I suddenly had a mild spell of anxiety tonight. My “big thing” this week is something out of the ordinary, so my anxiety is automatically raised to a higher level.
I have a dentist’s appointment.
I have never liked the dentist. Who does? I had braces for about ten months when I was in middle school, and one time one of the assistants made a mistake and ended up slicing up into my gum with a sharp tool. Ow. Another time the Novocaine made me feel super sick and I ended up throwing up into a plastic bag on the drive home. If I even thought about the taste of the cleaning paste, my stomach would turn. My most recent toothy adventure was probably my wisdom tooth surgery, which in itself was fine, since I was passed out. I did however have some continuing pain and kept bleeding, so I went back in to get it checked out. The dentist, who I was not familiar with, poked and prodded around, and ended up jamming an instrument directly into my socket, causing me to literally gasp with pain. When my mouth was freed, I asked what the deal was, and he chirped, “Oh, you have dry socket.” Thanks for the head’s up.

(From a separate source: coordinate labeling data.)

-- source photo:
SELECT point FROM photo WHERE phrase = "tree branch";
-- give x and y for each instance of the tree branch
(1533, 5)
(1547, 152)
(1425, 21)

So the dentist isn’t something I look forward to. I’m always paranoid that something is horribly wrong with my teeth, and since I’ve recently been discovering all these things I’m allergic to (artificial sweeteners, sodium nitrates in processed meats), my gums have been suffering the consequences, since apparently the manifestation of any allergy is horrendous gum itching. I have had one cavity in my life. I’ve got to be due for another one soon, and it has been like two years since my last cleaning.

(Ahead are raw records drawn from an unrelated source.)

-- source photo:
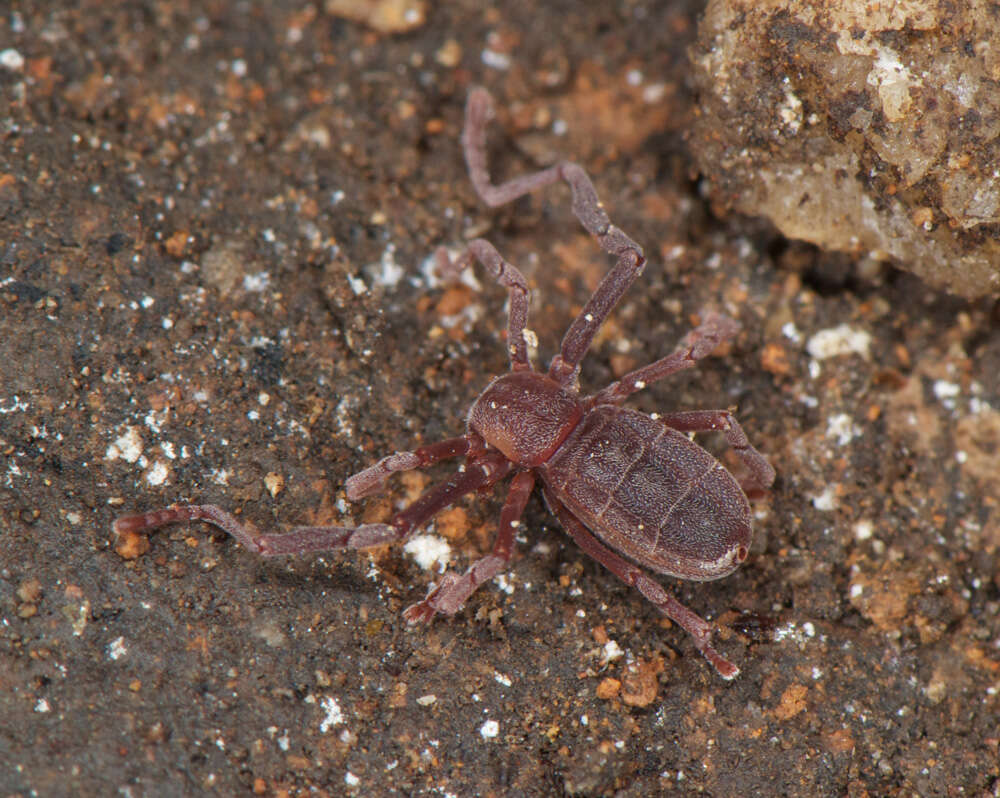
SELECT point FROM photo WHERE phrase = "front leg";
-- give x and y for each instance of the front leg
(453, 591)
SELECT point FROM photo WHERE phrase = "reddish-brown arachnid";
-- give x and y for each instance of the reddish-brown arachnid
(619, 481)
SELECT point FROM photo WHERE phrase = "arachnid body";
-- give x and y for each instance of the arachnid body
(620, 482)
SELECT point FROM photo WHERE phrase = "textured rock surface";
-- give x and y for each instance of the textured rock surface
(870, 128)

I’m anxious about driving there, even though it’s extremely easy. I’m worried that there will be ice on the road and since our car is not made for Minnesota winter, I’m worried it will skid off into oblivion the second I tap the brake (that has happened, though I obviously came back from oblivion). I’m anxious about finding a parking spot, even though the lot is quite large and there probably won’t be that many cars there at 10am on a Wednesday. I’m anxious about the paperwork. Did it go through? Do they accept our insurance, since I technically gave them the wrong one when I made the appointment? How much will it end up costing? What if there isn’t enough money on the card? I even get anxious about leaving the appointment. I don’t feel relieved until I am in the apartment. There is the time I got nervous driving and made it successfully to the bus stop where I dropped off two friends, I was relieved then, and moments later, got into the car accident that shattered my nerves for months to come. That experience taught me to never relax, even after the anxiety-producing situation is over and home is on the horizon.
Writing down my anxiety is supposed to help. It puts things unto paper and I’m supposed to be able to see how each negative thought is not based in reality and it then loses its power. We’ll see. I’ve still got some days to struggle with this beast.